Zhu's made it clear that he can indeed play. Over his first four games, he's averaging 9.0 points, 5.0 rebounds, and 2.0 assists in 34.8 minutes per contest. There's still room for improvement for the youngster and, as a matter of fact, he sees that can also be an advantage for him against other players.

"I think the advantage might be that I still have a lot of potential that I haven't completely developed yet," Zhu said. "As a collegiate player, you might not have been trained systematically before or the practice time is not enough."

"I think our skill level, the potential for improvement has not been fully discovered."

"I think I can continue to work hard to discover my potential in the future."

"Regarding disadvantages, It might be both physically and technically. There may still be a certain gaps compared to the professional players. I think there may still be a lot of gaps, but I will work hard in the future to overcome them."

That tough mentality is why many are hopeful for Zhu's future. It's no surprise that two of his biggest idols are two proven winners that have the similar winning mentality.

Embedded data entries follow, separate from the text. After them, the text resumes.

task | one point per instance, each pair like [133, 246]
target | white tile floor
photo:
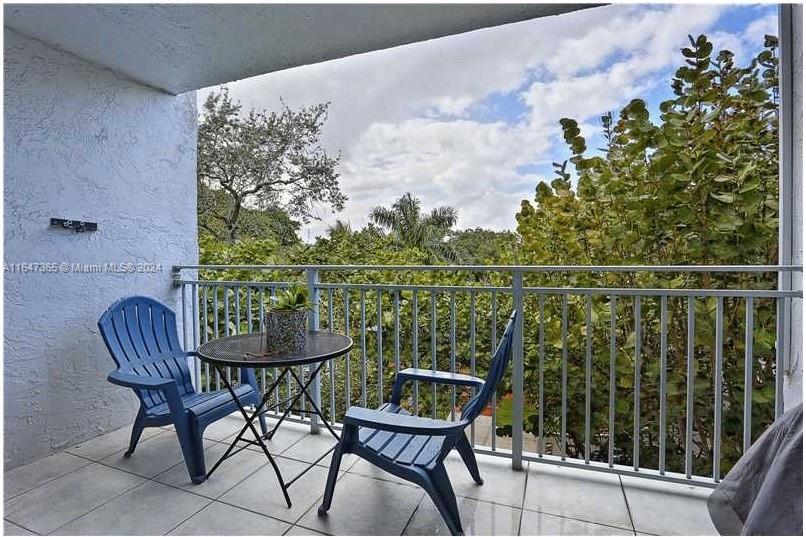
[91, 489]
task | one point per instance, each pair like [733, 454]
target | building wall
[82, 142]
[793, 381]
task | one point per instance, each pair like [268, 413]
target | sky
[471, 120]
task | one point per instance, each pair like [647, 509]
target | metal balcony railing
[665, 372]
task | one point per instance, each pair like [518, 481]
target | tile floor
[90, 489]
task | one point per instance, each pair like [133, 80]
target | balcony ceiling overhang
[179, 48]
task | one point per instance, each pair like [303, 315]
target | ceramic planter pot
[285, 330]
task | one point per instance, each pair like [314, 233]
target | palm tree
[340, 227]
[411, 228]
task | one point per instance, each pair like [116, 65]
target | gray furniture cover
[763, 493]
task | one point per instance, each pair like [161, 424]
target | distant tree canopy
[411, 228]
[262, 161]
[482, 246]
[271, 223]
[700, 187]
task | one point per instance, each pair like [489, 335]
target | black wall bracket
[76, 225]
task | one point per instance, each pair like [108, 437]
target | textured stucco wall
[793, 382]
[82, 142]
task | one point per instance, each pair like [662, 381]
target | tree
[264, 161]
[272, 223]
[699, 188]
[479, 246]
[409, 227]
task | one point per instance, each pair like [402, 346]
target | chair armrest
[437, 377]
[167, 386]
[137, 381]
[400, 423]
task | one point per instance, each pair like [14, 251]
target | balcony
[91, 489]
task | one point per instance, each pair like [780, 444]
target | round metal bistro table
[247, 350]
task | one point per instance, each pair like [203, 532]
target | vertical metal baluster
[563, 438]
[434, 351]
[206, 337]
[517, 371]
[689, 384]
[347, 387]
[541, 356]
[226, 325]
[331, 369]
[380, 347]
[312, 283]
[748, 374]
[493, 341]
[237, 294]
[611, 415]
[249, 309]
[185, 321]
[473, 357]
[215, 331]
[363, 348]
[453, 353]
[636, 418]
[397, 330]
[288, 386]
[718, 389]
[588, 359]
[415, 351]
[260, 310]
[664, 309]
[780, 359]
[196, 361]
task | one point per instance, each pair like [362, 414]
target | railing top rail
[576, 291]
[509, 268]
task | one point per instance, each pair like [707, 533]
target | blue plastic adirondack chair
[142, 338]
[414, 448]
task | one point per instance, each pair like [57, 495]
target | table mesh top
[250, 350]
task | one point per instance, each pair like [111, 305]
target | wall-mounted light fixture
[78, 226]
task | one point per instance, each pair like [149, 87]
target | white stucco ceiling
[179, 48]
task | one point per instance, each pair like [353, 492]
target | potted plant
[285, 322]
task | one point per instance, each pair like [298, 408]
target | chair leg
[438, 487]
[137, 430]
[190, 440]
[466, 451]
[332, 475]
[263, 428]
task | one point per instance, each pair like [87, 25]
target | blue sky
[471, 120]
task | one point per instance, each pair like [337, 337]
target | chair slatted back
[498, 366]
[142, 338]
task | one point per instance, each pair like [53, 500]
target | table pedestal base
[262, 409]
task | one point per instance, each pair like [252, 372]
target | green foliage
[412, 229]
[259, 224]
[294, 298]
[700, 187]
[482, 246]
[261, 161]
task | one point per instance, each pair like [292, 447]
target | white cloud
[403, 118]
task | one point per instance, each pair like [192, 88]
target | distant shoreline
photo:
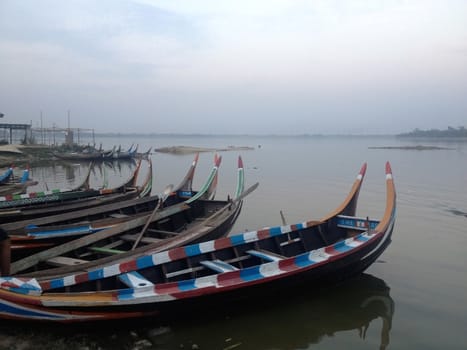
[416, 148]
[190, 149]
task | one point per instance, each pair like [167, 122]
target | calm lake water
[414, 297]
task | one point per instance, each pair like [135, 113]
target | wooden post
[5, 253]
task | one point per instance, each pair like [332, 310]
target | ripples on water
[425, 266]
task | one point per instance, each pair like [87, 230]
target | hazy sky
[222, 66]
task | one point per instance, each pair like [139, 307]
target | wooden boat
[148, 283]
[39, 204]
[10, 187]
[89, 153]
[47, 231]
[6, 176]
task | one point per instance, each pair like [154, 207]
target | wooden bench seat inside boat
[65, 261]
[218, 265]
[265, 255]
[134, 279]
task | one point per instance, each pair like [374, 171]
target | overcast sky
[240, 67]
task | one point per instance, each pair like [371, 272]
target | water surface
[414, 297]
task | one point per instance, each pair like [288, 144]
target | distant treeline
[449, 132]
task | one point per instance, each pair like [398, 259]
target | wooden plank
[134, 279]
[265, 255]
[184, 271]
[218, 265]
[33, 259]
[65, 261]
[147, 240]
[118, 216]
[168, 233]
[108, 251]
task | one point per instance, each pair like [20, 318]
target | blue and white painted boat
[250, 264]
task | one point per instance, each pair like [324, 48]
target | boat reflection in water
[290, 321]
[283, 322]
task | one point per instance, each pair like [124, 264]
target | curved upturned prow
[240, 178]
[146, 187]
[211, 192]
[349, 205]
[389, 213]
[187, 183]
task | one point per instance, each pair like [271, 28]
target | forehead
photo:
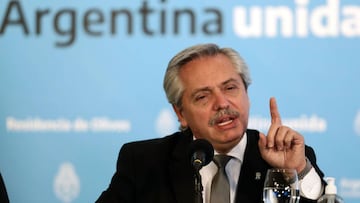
[208, 71]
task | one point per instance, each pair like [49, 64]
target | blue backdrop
[80, 78]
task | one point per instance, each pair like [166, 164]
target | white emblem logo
[66, 183]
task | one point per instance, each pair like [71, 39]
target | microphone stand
[198, 188]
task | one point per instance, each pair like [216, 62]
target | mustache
[222, 112]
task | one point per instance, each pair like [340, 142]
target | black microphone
[201, 152]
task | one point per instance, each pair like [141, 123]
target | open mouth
[225, 121]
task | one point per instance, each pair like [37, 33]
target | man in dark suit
[207, 87]
[3, 194]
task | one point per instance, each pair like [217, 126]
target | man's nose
[221, 101]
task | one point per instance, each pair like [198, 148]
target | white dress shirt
[310, 186]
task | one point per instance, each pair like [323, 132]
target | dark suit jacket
[159, 171]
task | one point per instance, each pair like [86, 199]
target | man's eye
[201, 97]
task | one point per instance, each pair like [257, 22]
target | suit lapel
[253, 171]
[181, 171]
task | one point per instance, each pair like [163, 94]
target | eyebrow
[202, 89]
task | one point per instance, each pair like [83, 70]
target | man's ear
[180, 116]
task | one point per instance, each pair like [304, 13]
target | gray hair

"I think [the players I look up to] would be Lebron James and Yi Jianlian," Zhu revealed. "I think they have maintained a high level of competition for a long time and they have been very self-disciplined for a long time."

"Then they have are good leaders on the team, leading the young players to perform well. That's why I like them."

Whether Zhu Mingzhen can continue to improve to come close to the same level as Yi or James is to be seen later down the road. He's still only just scratching the surface of his potential. But he's not thinking too far into the future just yet.

"I do not have such ideas [of playing in the NBA] so far. I do not have time to think about it because I know my level is still quite far from the NBA. I think what I want to do now is to keep my feet on the ground."

"One step at a time to become capable of playing in CBA and then to serve the country as soon as possible."

Right now, he's just focused on playing his best and giving it his all in the CBA, just as he did during college or in high school. Who knows how far it will take him this time, but taking a look at where at it has gotten him now, the future is quite promising.